Der CDU-Politiker Dietrich Austermann betrachtet den Vorschlag seines Parteifreundes Jürgen Rüttgers zur Rentenerhöhung für langjährige Beitragszahler als fragwürdig. Für eine höhere Rente müssten die Beiträge angehoben werden, sagte Austermann, Wirtschaftsminister in Schleswig-Holstein. Damit hätten die Arbeitnehmer noch weniger Geld in der Tasche als bisher.

Moderation: Dirk Müller |
    Dirk Müller: Viele in der Union sind so richtig sauer auf Jürgen Rüttgers - wieder einmal. Erneut hat der nordrhein-westfälische Regierungschef einen politischen Versuchsballon gestartet, der zunehmend an Höhe gewinnt - wieder einmal. Es geht diesmal um die Rente. Rüttgers Forderung: Diejenigen, die lange eingezahlt haben, sollen mehr bekommen als diejenigen, die weniger Jahre eingezahlt haben - zumindest eine höhere Rente für diejenigen, die nach über 30 Jahren Berufstätigkeit weniger Geld bekommen, weniger Rente bekommen, als dies die Grundsicherung vorsieht. Die Kanzlerin und viele andere aus der CDU-Führung sind entschieden dagegen, doch vor allem zahlreiche CDU-Politiker in Nordrhein-Westfalen unterstützen den Vorstoß ihres Ministerpräsidenten - Streit in der Union.

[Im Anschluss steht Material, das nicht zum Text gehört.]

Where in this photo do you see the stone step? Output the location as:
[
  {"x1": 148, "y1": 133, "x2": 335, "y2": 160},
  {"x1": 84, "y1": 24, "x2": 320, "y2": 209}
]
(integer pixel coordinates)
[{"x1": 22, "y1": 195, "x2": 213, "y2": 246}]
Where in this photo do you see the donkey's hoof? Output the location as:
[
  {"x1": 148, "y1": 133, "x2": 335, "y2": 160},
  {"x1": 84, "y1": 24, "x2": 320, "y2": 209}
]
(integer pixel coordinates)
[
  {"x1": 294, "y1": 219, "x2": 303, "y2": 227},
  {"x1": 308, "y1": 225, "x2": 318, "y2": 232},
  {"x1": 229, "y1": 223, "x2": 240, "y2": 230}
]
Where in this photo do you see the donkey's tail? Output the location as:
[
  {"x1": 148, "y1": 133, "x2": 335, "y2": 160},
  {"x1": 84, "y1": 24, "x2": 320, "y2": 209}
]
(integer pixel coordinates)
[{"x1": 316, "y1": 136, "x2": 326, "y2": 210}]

    Am Telefon ist nun Dietrich Austermann (CDU), Wirtschaftsminister in Schleswig-Holstein. Guten Morgen!

    Dietrich Austermann: Guten Morgen!

    Müller: Herr Austermann, hat Jürgen Rüttgers ein zu großes Arbeitnehmerherz?

    Austermann: Nein, das glaube ich nicht. Ich halte es schon für richtig, dass auch innerhalb der Union immer wieder deutlich gemacht wird, dass wir für soziale Gerechtigkeit und soziale Verantwortung eintreten. Allerdings halte ich den Vorschlag, den er hier macht, für ungeeignet, an dieser Stelle wirksam zu werden, denn er richtet sich indirekt gegen ein Millionenheer von Arbeitslosen, die durch ihre Beiträge zur Rentenversicherung belastet werden.

    Müller: Das habe ich nicht verstanden.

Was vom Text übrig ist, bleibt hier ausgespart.